Natural way to tenderize

The tender meat in your favorite Chinese restaurant's stir-fry probably wasn't bought at some special grocery store, but it was likely given a little extra TLC before cooking. 

To ensure tender meat, Chinese cooks wash it thoroughly. The meat is tenderized as they rinse the meat and wring it out (via Milk Street). J. Kenji López-Alt also explains to Milk Street that the best stir-fried meat will not only be soft but also has a "slippery texture". By thoroughly washing the meat, you are also helping its flavor meld better with the sauce and vegetables. The meat's flavor should not overpower the other stir-fry ingredients.

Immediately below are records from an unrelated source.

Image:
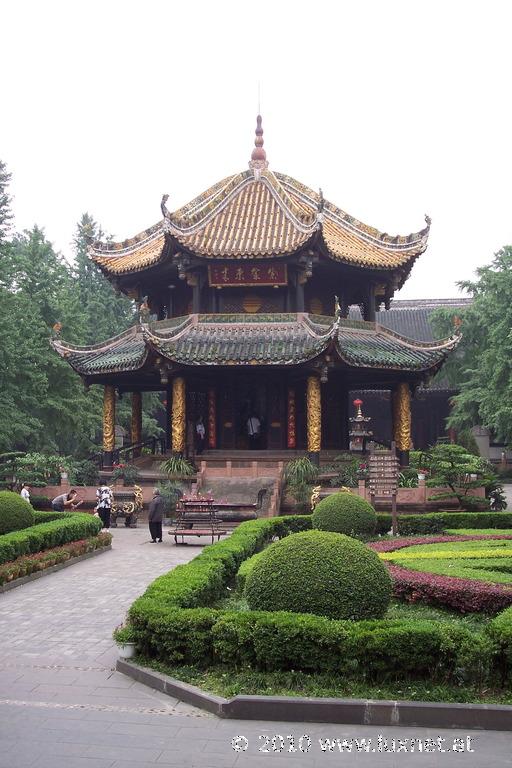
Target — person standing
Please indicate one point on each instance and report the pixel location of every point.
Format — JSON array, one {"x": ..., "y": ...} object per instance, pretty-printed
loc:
[
  {"x": 104, "y": 506},
  {"x": 200, "y": 435},
  {"x": 65, "y": 500},
  {"x": 155, "y": 516},
  {"x": 253, "y": 430}
]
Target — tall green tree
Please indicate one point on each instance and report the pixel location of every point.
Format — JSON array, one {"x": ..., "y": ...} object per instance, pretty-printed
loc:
[
  {"x": 482, "y": 366},
  {"x": 106, "y": 312},
  {"x": 6, "y": 216}
]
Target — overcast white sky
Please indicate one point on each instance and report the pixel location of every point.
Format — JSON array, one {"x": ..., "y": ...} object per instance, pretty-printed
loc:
[{"x": 395, "y": 109}]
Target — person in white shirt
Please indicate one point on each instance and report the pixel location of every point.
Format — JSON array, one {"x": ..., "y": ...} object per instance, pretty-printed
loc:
[
  {"x": 200, "y": 435},
  {"x": 105, "y": 499},
  {"x": 253, "y": 430}
]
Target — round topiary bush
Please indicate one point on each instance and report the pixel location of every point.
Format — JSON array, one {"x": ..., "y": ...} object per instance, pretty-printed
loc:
[
  {"x": 345, "y": 513},
  {"x": 323, "y": 573},
  {"x": 15, "y": 512}
]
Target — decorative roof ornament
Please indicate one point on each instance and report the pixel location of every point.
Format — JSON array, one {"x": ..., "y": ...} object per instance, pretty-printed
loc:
[
  {"x": 258, "y": 161},
  {"x": 163, "y": 205},
  {"x": 320, "y": 207}
]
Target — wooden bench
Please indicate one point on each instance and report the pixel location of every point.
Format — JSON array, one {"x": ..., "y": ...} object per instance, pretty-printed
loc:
[
  {"x": 196, "y": 518},
  {"x": 239, "y": 507}
]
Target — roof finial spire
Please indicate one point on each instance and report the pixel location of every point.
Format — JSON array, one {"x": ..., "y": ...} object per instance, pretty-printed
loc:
[{"x": 258, "y": 160}]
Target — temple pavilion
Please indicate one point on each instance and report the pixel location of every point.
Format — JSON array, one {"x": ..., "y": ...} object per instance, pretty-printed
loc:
[{"x": 244, "y": 297}]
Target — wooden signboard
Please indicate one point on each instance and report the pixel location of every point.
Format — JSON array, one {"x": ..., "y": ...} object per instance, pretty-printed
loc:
[
  {"x": 252, "y": 274},
  {"x": 383, "y": 470}
]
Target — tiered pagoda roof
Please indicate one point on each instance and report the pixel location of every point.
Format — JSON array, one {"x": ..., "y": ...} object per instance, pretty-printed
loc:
[
  {"x": 259, "y": 214},
  {"x": 274, "y": 340}
]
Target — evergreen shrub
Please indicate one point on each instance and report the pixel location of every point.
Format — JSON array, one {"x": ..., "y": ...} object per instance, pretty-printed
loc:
[
  {"x": 323, "y": 573},
  {"x": 65, "y": 528},
  {"x": 173, "y": 625},
  {"x": 15, "y": 512},
  {"x": 345, "y": 513}
]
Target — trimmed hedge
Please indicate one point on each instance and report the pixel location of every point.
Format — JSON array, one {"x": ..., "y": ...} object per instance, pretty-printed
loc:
[
  {"x": 378, "y": 649},
  {"x": 245, "y": 569},
  {"x": 323, "y": 573},
  {"x": 345, "y": 513},
  {"x": 171, "y": 625},
  {"x": 15, "y": 512},
  {"x": 61, "y": 528},
  {"x": 500, "y": 631},
  {"x": 27, "y": 564}
]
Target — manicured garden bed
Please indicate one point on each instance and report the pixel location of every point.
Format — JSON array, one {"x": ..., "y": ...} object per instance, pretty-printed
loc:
[
  {"x": 55, "y": 538},
  {"x": 41, "y": 561},
  {"x": 176, "y": 625}
]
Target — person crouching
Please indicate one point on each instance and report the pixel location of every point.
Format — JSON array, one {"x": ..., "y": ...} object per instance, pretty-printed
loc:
[{"x": 155, "y": 516}]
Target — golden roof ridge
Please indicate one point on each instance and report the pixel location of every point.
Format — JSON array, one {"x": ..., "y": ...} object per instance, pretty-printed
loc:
[
  {"x": 119, "y": 248},
  {"x": 348, "y": 222}
]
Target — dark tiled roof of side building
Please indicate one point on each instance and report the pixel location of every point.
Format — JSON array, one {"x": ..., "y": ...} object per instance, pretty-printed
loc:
[{"x": 411, "y": 317}]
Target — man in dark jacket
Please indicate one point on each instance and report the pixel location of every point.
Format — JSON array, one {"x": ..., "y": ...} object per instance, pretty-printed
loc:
[{"x": 155, "y": 516}]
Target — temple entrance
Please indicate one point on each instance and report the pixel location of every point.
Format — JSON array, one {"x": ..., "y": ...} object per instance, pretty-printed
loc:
[
  {"x": 251, "y": 419},
  {"x": 249, "y": 396}
]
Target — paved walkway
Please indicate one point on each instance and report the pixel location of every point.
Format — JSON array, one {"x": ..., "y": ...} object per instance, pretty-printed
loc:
[{"x": 63, "y": 706}]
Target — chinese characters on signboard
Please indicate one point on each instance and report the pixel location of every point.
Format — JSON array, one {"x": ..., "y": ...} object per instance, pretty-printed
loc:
[{"x": 248, "y": 274}]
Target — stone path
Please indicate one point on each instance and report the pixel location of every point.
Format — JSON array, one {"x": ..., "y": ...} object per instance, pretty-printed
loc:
[{"x": 63, "y": 706}]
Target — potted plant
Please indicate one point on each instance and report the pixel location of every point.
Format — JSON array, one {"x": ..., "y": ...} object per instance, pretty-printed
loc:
[{"x": 124, "y": 637}]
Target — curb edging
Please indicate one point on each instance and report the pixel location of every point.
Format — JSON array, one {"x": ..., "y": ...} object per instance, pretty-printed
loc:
[
  {"x": 52, "y": 569},
  {"x": 493, "y": 717}
]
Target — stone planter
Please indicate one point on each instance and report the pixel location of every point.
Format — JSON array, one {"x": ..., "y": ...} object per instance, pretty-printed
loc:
[{"x": 126, "y": 650}]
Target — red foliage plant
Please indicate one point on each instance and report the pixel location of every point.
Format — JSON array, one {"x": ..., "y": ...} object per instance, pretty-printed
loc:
[{"x": 463, "y": 595}]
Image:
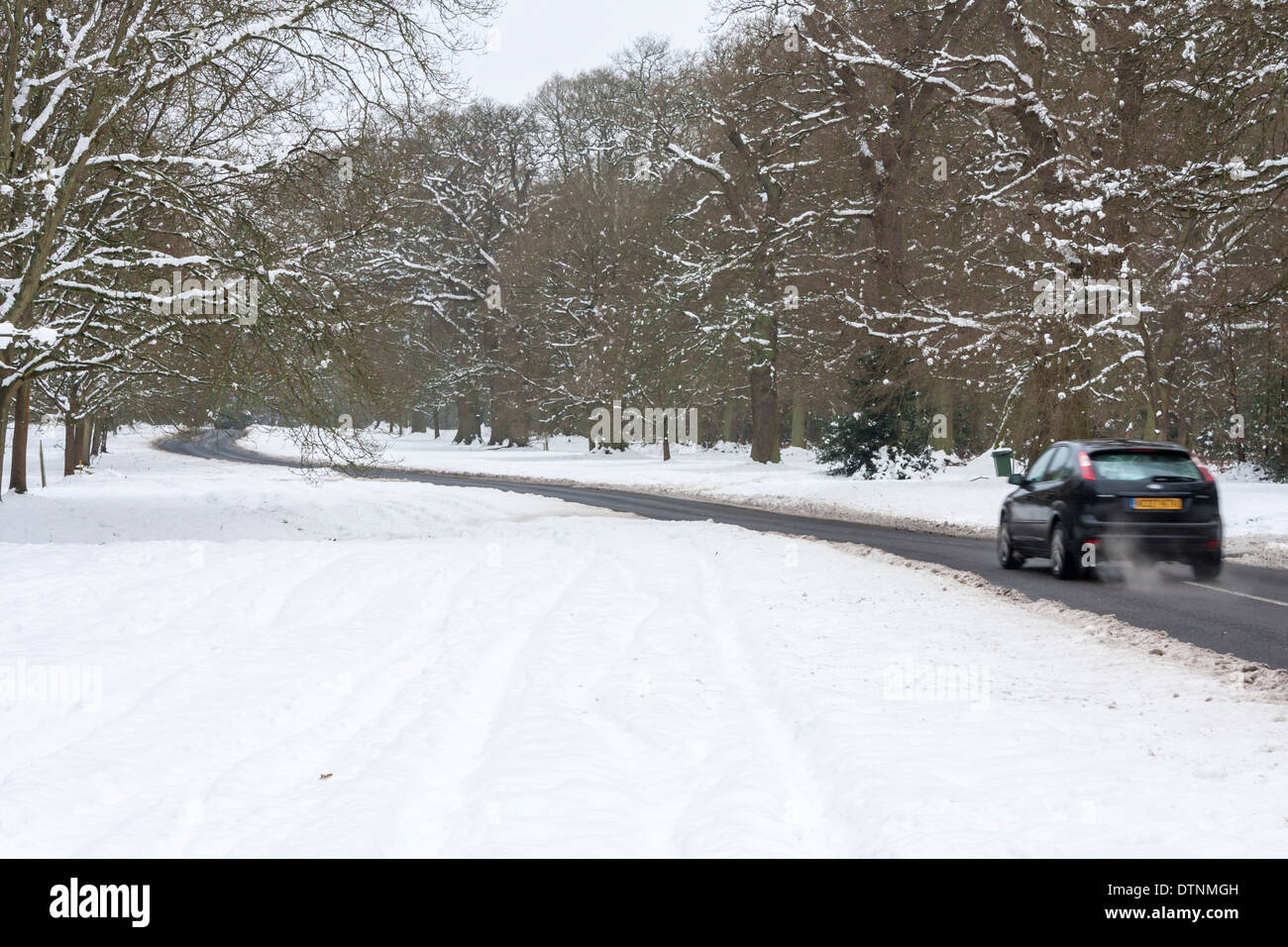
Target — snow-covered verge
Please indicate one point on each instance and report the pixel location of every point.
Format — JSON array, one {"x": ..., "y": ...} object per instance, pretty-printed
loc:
[
  {"x": 492, "y": 674},
  {"x": 961, "y": 500}
]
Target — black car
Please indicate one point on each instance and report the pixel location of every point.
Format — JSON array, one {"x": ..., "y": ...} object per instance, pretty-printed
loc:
[{"x": 1085, "y": 502}]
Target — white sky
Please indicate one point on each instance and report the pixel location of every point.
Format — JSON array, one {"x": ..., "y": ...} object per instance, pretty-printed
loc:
[{"x": 540, "y": 38}]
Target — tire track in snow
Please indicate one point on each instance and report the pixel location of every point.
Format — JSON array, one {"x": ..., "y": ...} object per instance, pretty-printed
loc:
[{"x": 804, "y": 800}]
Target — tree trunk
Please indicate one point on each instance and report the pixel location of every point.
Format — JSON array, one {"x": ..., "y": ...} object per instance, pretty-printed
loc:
[
  {"x": 5, "y": 394},
  {"x": 21, "y": 420},
  {"x": 468, "y": 423},
  {"x": 798, "y": 416},
  {"x": 69, "y": 441},
  {"x": 86, "y": 433},
  {"x": 764, "y": 415}
]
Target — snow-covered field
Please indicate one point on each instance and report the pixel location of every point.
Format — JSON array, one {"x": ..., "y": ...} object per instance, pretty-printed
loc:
[
  {"x": 958, "y": 499},
  {"x": 483, "y": 673}
]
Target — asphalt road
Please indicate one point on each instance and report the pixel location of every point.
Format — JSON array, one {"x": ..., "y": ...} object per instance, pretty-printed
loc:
[{"x": 1244, "y": 612}]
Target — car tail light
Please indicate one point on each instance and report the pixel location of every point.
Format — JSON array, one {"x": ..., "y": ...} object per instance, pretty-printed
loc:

Before washing the meat, cooks will often add baking soda and water to cut beef and massage it to equally distribute the mixture (via The Woks of Life). Then, it can sit for about one to two hours before being rinsed. By massaging the meat with a blend of baking soda and water, Chinese restaurants can tenderize and hydrate the beef, creating the cornerstone for an unforgettable stir-fry. However, when it comes to making a chicken stir-fry, washing the chicken should be reconsidered. According to EatingWell, washing the chicken in the sink can spread sickness-inducing bacteria several feet in all directions.